また、Crypto Fear & Greed Indexは alternative.me/crypto/fear-and-greed-index/ で無料で確認できる。毎日の相場確認ルーティンに組み込むと判断の精度が上がる。
「BTCUSDに時間帯の常識は通じない。24時間どこでも牙を剥く。だからこそポジションサイズと損切りルールがXAUUSD以上に重要になる」
✅ この記事のまとめ
① 1日の値幅は1,000〜5,000ドルが普通。XAUUSDの20〜50倍の値幅感覚が必要
② 24時間365日動く。
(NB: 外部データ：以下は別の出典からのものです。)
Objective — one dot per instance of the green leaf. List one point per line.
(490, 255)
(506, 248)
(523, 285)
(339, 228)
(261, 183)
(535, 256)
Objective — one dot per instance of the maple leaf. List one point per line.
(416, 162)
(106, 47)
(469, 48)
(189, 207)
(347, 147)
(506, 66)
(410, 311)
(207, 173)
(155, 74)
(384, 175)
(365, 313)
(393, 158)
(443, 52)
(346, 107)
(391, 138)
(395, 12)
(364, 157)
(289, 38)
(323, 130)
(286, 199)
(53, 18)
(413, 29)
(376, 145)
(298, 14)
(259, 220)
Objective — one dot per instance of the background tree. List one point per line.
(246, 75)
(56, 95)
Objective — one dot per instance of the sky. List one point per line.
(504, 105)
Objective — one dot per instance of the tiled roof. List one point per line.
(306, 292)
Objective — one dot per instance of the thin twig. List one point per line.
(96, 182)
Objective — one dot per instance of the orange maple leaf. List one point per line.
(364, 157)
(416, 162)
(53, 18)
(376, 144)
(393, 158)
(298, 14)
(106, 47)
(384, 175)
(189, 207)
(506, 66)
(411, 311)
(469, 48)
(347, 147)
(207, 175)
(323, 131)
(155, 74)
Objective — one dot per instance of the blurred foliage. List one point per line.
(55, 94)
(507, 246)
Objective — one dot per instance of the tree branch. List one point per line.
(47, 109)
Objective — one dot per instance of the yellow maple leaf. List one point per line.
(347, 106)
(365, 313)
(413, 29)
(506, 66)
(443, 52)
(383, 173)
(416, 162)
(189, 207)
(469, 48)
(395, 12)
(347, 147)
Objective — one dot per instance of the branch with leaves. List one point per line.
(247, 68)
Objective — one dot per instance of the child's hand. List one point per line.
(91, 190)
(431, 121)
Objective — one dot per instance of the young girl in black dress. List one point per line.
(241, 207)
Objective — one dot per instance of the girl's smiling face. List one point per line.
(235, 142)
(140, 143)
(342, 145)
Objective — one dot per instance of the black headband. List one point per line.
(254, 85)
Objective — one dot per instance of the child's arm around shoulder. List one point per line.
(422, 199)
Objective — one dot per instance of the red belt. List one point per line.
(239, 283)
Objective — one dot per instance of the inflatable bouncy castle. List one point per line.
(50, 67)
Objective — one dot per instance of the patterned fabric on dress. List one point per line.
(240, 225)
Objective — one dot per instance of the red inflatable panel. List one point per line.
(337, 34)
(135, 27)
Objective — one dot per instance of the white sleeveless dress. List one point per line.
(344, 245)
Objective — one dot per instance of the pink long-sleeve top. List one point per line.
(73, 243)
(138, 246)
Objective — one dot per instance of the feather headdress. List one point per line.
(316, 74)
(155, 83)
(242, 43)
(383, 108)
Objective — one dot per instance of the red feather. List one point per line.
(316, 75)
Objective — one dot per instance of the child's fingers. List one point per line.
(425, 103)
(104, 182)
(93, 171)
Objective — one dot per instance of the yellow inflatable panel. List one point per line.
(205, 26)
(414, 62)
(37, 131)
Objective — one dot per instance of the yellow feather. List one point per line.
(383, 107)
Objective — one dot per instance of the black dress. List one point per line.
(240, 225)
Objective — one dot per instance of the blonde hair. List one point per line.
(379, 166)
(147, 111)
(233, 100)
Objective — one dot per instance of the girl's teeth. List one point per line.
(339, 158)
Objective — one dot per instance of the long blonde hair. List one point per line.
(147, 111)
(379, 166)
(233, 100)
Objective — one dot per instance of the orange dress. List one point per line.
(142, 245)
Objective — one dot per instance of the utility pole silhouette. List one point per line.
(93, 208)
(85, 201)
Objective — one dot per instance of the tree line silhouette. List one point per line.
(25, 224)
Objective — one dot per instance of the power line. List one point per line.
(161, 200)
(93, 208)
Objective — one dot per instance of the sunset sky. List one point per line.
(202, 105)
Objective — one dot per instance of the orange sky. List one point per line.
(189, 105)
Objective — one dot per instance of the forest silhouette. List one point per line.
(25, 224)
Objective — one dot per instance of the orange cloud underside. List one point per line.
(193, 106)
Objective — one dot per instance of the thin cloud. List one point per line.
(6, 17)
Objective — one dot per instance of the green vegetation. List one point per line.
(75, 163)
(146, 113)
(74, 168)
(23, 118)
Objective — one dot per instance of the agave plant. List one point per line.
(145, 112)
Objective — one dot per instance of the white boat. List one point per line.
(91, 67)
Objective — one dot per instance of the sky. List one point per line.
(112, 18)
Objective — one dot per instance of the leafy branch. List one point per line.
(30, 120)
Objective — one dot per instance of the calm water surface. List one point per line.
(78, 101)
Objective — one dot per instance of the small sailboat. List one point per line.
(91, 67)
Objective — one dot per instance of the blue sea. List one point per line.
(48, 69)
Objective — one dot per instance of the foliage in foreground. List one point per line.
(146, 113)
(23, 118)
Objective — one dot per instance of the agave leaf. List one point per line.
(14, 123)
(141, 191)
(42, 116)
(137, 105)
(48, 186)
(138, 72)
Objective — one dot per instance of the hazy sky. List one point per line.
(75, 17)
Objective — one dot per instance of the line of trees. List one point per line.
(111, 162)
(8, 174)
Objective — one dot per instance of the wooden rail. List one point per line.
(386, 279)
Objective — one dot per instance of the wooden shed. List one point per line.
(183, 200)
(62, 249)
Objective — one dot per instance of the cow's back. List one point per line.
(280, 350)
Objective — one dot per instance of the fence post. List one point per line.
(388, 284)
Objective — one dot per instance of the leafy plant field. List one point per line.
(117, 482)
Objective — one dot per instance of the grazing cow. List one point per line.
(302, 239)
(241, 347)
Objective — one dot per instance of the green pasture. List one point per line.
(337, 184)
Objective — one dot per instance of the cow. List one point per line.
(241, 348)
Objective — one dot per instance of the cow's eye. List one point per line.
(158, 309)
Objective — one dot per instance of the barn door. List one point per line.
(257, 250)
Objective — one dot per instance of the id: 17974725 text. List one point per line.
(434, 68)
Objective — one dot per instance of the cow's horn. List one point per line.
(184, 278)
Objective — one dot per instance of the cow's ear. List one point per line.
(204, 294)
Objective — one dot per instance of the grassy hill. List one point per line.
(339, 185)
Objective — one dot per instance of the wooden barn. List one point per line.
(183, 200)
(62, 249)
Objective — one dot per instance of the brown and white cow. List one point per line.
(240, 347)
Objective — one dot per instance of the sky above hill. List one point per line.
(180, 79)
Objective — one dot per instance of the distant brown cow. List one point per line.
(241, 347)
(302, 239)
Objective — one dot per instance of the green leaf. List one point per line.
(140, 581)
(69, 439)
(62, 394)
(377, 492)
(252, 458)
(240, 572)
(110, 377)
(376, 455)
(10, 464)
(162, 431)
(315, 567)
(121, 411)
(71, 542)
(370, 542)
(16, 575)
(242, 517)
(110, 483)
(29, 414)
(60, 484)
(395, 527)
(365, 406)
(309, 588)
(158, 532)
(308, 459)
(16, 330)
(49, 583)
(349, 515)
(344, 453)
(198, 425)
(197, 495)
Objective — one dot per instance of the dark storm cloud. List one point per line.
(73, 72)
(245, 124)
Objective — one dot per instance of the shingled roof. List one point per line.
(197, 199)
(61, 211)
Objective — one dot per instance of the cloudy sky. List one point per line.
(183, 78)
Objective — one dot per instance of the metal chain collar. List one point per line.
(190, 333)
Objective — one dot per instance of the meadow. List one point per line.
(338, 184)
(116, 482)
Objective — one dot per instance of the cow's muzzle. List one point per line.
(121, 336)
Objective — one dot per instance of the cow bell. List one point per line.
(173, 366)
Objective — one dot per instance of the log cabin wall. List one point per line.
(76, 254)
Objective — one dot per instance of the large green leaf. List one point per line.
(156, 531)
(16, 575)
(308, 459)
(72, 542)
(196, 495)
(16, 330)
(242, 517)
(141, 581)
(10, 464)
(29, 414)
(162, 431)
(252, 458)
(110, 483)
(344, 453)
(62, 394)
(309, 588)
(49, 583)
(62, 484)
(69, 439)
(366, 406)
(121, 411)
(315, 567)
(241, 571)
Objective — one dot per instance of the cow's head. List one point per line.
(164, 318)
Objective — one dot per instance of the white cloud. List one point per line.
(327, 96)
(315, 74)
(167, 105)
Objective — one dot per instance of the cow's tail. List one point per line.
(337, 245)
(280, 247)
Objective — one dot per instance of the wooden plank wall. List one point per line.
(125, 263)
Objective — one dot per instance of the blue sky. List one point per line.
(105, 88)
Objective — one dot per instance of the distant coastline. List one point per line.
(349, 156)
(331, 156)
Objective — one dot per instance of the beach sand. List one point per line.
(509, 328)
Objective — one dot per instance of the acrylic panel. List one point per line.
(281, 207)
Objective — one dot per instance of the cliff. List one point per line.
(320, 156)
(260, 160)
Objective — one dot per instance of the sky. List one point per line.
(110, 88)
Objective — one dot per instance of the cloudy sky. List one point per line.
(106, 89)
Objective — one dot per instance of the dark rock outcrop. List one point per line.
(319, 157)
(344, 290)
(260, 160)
日曜は「Sunday Effect」で下落しやすい傾向
③ 突発ニュースで数秒以内に数千ドル動くフラッシュクラッシュがある
④ キリ番(10万・5万ドルなど)への反応は大きいがオーバーシュートも多い
⑤ 米国指標発表時はナスダックと連動して動く傾向がある
⑥ 最もボラが高い時間帯はNY時間(日本時間21:30〜翌3時)。深夜〜早朝はスプレッド拡大に注意
⚠️ リスク開示BTCUSDは24時間365日取引可能ですが、それは「24時間常にリスクが存在する」ことを意味します。ポジションを持ち越す際は必ずストップロスを設定してください。